One of my favorite places in Kailua for many years was Gee…a Deli. They had great sandwiches, and the owner, Doug Izak, was very friendly and inviting. I loved his onion rolls, made especially for him. Any sandwich on them was heavenly.
The name was a double-entendre. “A lot of people asked if we were related to Ghirardelli Chocolate from San Francisco, which is pronounced similarly, but we were not,” Izak said.
Gee…a Deli was a hidden treasure. It had a Kuulei Road address but was in the rear, close to the back of McDonald’s.
“Gee…a Deli was started in 1982 by Bernard Sherman, an emergency room doctor at Castle Medical Center, because he wanted a place to eat,” Izak says. Izak worked for Sherman and bought the deli in 1985.
Izak brought in exclusive products from the mainland. “The best roast beef, pastrami and corned beef. No one else in Hawaii had them,” he said.
The menu covered a 40-foot-wide wall with each sandwich named for someone.
“The joke was, if you eat it 100 times, we’d name it for you,” Izak said. “John Dilks, who ordered turkey with cheddar every day, had the Dilkswich named for him.”
Randy Robbins was a 27-year-old instrument maker who died of cancer.
“We sent him a turkey, roast beef, ham and cheddar sandwich at Castle Hospital and named the sandwich in his memory,” Izak said.
The Gorga Sub was named for Bob Gorga, who, while hiking with Izak on Kodiak Island, Alaska, fell 1,500 feet from Barometer Mountain and lived. Doug, Bob and another person had just arrived at the summit when Bob slipped. “He couldn’t dig in and stop,” Izak recalled. “He fell into the clouds.”
Izak spent hours in panic looking for him, but his friend got the Coast Guard and they sent 40 guys who found him halfway down the 3,000-foot mountain. “He had hit his head but had no broken bones. He’s a miracle guy,” Izak said. “The hand of God must have caught him and sat him down. He was in rehab for two years and had to learn how to walk, talk and write all over again. He became a special-education teacher in Michigan.
“Lots of famous people have eaten here,” Izak said. “Regular golfer Scott Simpson brought actor Bill Murray in one day. One of my girls, who had seen “Caddyshack,” said ‘Scott, you brought your caddy!’ San Francisco 49er Steve Young was here, as was sailor Dennis Conner. But the group that got my daughters to seventh heaven was the Red Hot Chili Peppers. They all freaked out when they came to eat here.”

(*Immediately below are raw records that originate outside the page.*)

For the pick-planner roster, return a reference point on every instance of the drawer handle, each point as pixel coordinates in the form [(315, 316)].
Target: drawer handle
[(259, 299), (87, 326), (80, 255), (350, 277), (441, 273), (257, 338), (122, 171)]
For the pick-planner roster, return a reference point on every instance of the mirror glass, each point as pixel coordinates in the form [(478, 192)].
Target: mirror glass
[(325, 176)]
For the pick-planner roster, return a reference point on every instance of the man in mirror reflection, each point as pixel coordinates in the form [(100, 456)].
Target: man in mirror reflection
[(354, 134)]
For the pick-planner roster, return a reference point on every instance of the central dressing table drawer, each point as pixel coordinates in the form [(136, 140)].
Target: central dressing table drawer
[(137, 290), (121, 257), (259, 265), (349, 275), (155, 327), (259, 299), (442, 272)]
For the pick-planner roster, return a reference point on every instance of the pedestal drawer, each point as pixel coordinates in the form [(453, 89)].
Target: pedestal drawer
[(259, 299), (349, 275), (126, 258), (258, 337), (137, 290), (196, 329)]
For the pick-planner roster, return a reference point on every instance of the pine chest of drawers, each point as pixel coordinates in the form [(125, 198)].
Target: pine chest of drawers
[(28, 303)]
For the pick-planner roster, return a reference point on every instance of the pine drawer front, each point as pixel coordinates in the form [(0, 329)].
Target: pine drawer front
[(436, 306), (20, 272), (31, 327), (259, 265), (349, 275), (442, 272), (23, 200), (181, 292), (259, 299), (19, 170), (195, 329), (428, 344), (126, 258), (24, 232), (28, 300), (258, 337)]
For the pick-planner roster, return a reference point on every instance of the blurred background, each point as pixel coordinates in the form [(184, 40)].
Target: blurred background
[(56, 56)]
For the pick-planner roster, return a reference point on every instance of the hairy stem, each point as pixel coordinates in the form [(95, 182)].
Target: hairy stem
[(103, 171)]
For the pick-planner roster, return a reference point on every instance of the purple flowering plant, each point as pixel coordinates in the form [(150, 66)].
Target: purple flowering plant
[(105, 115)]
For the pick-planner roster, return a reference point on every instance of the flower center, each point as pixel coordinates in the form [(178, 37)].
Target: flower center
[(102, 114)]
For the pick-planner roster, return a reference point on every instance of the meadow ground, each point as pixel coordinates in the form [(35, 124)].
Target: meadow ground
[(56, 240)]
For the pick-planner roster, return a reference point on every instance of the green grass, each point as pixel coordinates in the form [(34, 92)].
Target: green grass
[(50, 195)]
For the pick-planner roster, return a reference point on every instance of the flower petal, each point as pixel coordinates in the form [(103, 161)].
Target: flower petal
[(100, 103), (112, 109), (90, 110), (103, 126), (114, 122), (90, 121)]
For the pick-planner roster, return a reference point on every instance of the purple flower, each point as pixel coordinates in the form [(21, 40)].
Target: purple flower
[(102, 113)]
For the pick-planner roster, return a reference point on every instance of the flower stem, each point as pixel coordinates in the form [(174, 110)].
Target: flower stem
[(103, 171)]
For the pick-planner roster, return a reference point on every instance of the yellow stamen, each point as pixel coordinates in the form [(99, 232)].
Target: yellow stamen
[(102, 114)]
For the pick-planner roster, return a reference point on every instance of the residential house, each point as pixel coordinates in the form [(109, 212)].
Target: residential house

Unfortunately, Gee…a Deli burned down in 2005. Izak wasn’t insured and never reopened the deli. Camille Komine, who owns the food truck Camille’s on Wheels, says Izak had his own food truck, Gee…a Deli on Wheels, in Kailua for a short time in 2010.
“Doug is a real sweetheart,” Camille says. “I often see him driving around Kailua, and I’m sure old friends and customers reminisce with him about his great deli sandwiches.”